The International Monetary Fund says Canada should ignore calls to relax stricter mortgage rules, or introduce new measures to reignite the housing market.
“The government is under pressure to ease macroprudential policy or introduce new initiatives that buttress housing activity,” said the IMF in a statement.
“This would be ill-advised, as household debt remains high and a gradual slowdown in the housing market is desirable to reduce vulnerabilities.”
Policy alone, won’t be enough to create a truly healthy market. The IMF wants governments on all levels to find ways to increase supply as well.
The IMF says a string of interest rate hikes by the Bank of Canada should help keep household debt in check while reducing financial stability risks.
For the now, the IMF says rates should stay on hold. When tightening is warranted, it should be gradual. But a cut isn’t out of the question either.
“If downside risks materialize and the outlook deteriorates, the Bank of Canada should be prepared to cut the policy rate.”
A sharp correction in the housing market is one of those risks.
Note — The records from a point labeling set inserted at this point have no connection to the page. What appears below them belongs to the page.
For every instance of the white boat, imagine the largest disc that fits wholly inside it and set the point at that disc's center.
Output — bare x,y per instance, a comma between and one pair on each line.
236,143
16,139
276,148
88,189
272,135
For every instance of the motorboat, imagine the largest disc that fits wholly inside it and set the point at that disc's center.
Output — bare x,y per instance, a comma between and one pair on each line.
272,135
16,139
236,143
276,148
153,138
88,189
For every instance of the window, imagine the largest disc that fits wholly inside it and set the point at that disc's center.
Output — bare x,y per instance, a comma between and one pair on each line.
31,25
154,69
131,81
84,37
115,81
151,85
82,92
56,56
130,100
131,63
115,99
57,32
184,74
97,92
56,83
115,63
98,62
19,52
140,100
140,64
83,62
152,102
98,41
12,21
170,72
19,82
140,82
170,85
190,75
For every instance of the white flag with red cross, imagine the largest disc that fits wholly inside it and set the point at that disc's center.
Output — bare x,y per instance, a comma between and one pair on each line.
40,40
“If a house price correction is accompanied by a rise in unemployment and a collapse in private consumption, additional risks to financial stability and growth could emerge,” said the IMF.
“External risks include a larger-than-expected global growth slowdown, a sharp tightening of global financial conditions, or an escalation of trade tensions between the U.S. and its major trading partners, which could include the failure to ratify USMCA and the break-up of NAFTA.”
The IMF says trade tensions with the U.S. and its biggest trading partners “casts a shadow over the economic outlook.”
GDP is projected to slow to 1.5 per cent in the 2019, according to the IMF's forecast.